But the Brass Neck Award really has to go to the prime minister for his speech at the UN (for relevant point, see pic posted here).

Who was in government for the vast majority of those 50 years?

That’s right: the Nationalist Party with PM Borg Olivier (1964 to 1971), with PM Eddie Fenech Adami (1987 to 1996 and 1998 to 2004), and with PM Gonzi (2004 to 2013).

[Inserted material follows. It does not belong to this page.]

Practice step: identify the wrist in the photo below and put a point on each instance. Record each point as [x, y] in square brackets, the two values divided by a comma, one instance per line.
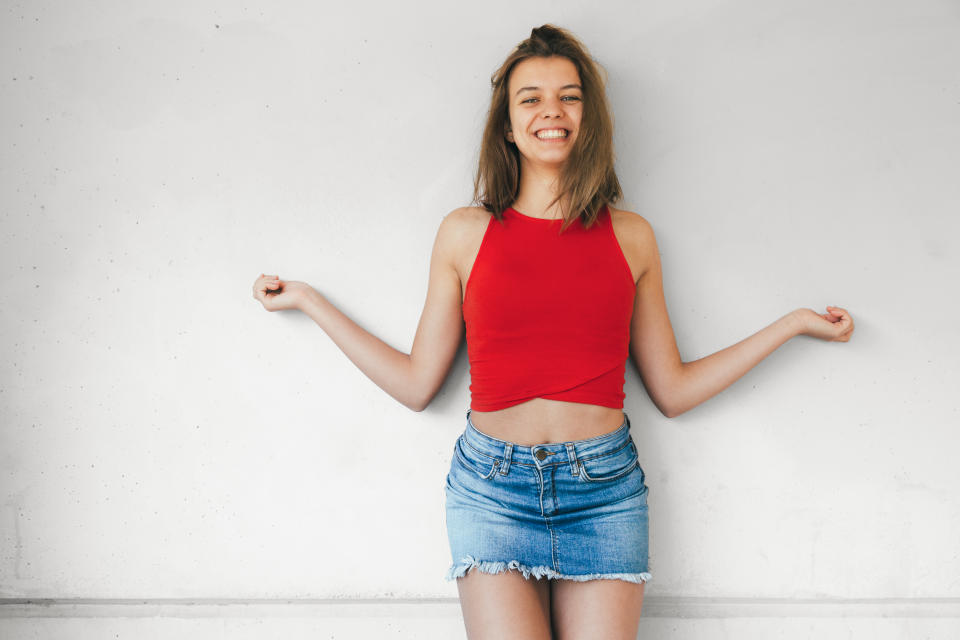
[310, 301]
[795, 322]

That’s THIRTY-ONE years of the 50.

The Malta Labour Party was in government with PM Mintoff (1971 to 1984), with PM Karmenu Mifsud Bonnici (1984 to 1987), with PM Sant (1996 to 1998) and with PM Muscat (2013 to 2014). Nobody can claim that at any point during 18 of those 19 years, the Maltese government and Malta itself was “ambitious in favour of peace, progress and prosperity”.

The opposite was true. We allied ourselves with the communist dictatorships, bloody oppressors and totalitarian states of the world, and before 1989 we were firmly allied with Iron Curtain Europe rather than with free Europe. Our committed European and campaigner for human rights and freedoms, EU Commissioner Karmenu Vella, was a big part of that.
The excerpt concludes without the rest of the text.